That health is the biggest concern. Roy states that his rehab from a torn quad was railroaded by a hamstring injury last summer, as his production last season dropped precipitously because of it. As the season progressed, however, his speed returned and he was once again a dynamic player down the stretch for a team fighting for the postseason.
When healthy, Roy is an incredibly talented center capable of creating offense for himself and others, at times. While Ribeiro was guilty at times of over-passing and always looking for that perfect play for others, Roy is a player capable of that pass but also more than willing to put the puck on net -- something that frustrated the Stars over the years with Ribeiro.
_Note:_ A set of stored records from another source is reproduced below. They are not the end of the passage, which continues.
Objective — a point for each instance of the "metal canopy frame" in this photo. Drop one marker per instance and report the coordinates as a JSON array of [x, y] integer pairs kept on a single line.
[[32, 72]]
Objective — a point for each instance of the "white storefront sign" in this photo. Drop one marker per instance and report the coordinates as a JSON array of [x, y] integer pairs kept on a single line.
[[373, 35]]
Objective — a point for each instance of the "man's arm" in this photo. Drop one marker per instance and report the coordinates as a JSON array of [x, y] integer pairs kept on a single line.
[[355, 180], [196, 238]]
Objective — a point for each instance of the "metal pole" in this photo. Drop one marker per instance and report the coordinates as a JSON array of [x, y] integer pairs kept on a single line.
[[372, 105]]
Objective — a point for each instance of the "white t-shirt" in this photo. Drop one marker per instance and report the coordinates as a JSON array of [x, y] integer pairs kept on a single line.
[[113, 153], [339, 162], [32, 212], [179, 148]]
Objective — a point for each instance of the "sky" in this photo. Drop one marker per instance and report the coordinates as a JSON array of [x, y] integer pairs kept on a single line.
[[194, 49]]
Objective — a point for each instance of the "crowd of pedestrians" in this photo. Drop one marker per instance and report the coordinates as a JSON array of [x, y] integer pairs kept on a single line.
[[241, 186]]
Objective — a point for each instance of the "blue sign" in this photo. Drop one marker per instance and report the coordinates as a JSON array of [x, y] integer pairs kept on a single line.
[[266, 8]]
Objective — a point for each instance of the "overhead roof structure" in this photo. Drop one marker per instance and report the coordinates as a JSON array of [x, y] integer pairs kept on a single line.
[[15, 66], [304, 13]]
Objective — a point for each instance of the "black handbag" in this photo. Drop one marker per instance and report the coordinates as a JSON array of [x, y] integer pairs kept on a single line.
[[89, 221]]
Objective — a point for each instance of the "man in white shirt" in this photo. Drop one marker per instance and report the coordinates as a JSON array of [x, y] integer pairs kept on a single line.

While it seems opinions vary on just how capable he is defensively, there's no doubting that Roy is much more of a two-way forward than Ribeiro ever was. Roy played against tough competition last season with the Sabres while receiving decent offensive zone start, but nowhere near the level of easy minutes that Ribeiro enjoyed while his teammates took the brunt of the defensive responsibility. Roy is also a decent faceoff guy, not on the same level as Steve Ott but years ahead of where Ribeiro was.
More importantly, Roy fits much better into the role they tried to create for Ribeiro last year. Ribeiro received significant time on the power play and penalty kill last season and was ineffective, for the most part, at both of those jobs. Roy is a player known to be able to play in all situations, especially on the penalty kill, and will be part of a team looking to improve upon a historically bad power play last season -- one that was run primarily by Mike Ribeiro. It's a bit disingenuous to overlook the contributions of Ribeiro to the Stars over the years, but it's clear that he just did not provide the balance the team is looking for as Jamie Benn transitions into the top center on this team.
Joe Nieuwendyk spoke yesterday about how everyone now "fits into their ideal slots" and that is something that stood out the most about the Stars last season; players not playing where their talents say they should. Steve Ott was obviously not an ideal top-six option. Vernon Fiddler and Eric Nystrom were not good options as a "checking line" on the third line.
If no other moves are made, we could see a lineup like this to start the season:
Eriksson - Benn - Ryder
Whitney - Roy - Fraser
Morrow - Eakin - Vincour
Nystrom - Fiddler - Garbutt
With options still open for other young players to force their way up as well. While this certainly isn't the greatest long-term option for the Stars, this is also a much more balanced group of forwards than the Stars ever had last season.
And that is exactly why Derek Roy was acquired.